Cleveland Fed President Mester stated that it is critically important to get inflation under control and that the Ukraine crisis would put further upward pressure on inflation which makes it even more important for the Fed to take action. She continued to back a gradual approach in the short term, but if there is no move down in inflation by the middle of the year she considered this would be a signal that accommodation needed to be removed at a faster pace.

The dollar was unable to make further headway and the yen secured renewed support in Asian trading on Friday as equity markets moved sharply lower. High oil prices curbed yen backing to some extent. The dollar was held around 115.50 in early Europe with the Euro dipping below 127.0 before a slight recovery.




The UK PMI services index was revised down slightly to 60.5 for the final data from the flash reading of 60.8, but this was still the highest reading for eight months. Costs increased at the second-fastest rate in the past 25 years and the service prices increased at the strongest rate on record.  
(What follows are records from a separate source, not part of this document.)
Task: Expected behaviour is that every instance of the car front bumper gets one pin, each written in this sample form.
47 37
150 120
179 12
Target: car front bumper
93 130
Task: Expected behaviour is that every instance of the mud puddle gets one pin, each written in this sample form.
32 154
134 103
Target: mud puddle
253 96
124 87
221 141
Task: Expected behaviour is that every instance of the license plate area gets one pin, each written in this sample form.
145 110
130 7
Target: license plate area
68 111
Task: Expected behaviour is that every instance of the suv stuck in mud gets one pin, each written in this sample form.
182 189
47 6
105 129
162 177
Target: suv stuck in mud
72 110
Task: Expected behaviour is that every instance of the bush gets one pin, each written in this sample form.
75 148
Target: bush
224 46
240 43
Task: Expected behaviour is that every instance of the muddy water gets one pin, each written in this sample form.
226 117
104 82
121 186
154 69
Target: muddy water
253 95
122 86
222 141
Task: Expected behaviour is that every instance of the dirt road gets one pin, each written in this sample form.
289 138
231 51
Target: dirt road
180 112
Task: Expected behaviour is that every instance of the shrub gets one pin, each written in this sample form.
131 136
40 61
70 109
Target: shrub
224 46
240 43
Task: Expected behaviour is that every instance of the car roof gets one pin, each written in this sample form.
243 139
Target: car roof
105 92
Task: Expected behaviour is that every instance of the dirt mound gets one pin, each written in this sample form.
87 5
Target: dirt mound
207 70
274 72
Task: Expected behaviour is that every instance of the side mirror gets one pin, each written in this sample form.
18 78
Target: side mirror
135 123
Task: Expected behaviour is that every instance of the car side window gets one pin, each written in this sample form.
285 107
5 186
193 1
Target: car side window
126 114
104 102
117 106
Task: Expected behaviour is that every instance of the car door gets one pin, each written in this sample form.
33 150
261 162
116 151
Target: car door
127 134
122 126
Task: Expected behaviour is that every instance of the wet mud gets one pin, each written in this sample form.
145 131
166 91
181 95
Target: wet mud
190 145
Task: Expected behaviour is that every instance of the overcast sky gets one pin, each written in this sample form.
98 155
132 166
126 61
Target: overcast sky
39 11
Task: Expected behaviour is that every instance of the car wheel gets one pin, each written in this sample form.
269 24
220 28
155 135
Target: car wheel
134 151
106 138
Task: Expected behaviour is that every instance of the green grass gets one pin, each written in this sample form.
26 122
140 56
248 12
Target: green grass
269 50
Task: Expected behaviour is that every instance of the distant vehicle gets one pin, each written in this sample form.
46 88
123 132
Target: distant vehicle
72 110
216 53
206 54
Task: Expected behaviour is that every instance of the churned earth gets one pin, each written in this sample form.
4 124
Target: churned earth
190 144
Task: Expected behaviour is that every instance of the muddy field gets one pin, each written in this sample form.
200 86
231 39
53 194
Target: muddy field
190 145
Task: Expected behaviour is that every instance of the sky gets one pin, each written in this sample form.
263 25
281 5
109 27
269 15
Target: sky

The data had little impact with markets monitoring global risk conditions closely. UK equities moved notably lower during the day which hampered the UK currency to some extent with concerns over the risk of capital outflows from the UK in relation to sanctions on Russia.

Sterling gradually lost ground against the firm dollar and retreated below the 1.3350 level ahead of the European close while the Euro was able to hold just above 5-year lows. The UK currency was hampered by weaker risk appetite on Friday and held below 1.3350 against the dollar, but the Euro retreated to 5-year lows around 0.8265.




Swiss consumer prices increased 0.7% for February, well above expectations of 0.3% and the year-on-year increase strengthened to 2.2% from 1.6% which was above consensus forecasts of 1.7% and the highest reading since November 2008. The higher inflation rate could lessen National Bank determination to prevent Swiss franc gains. The currency also gained further support from a further deterioration in risk conditions with the Euro sliding to fresh 5-year lows around 1.10120 while the dollar was unable to make significant headway. The franc maintained a strong tone on Friday as Ukraine fears dominated with the dollar held below the 0.9200 level.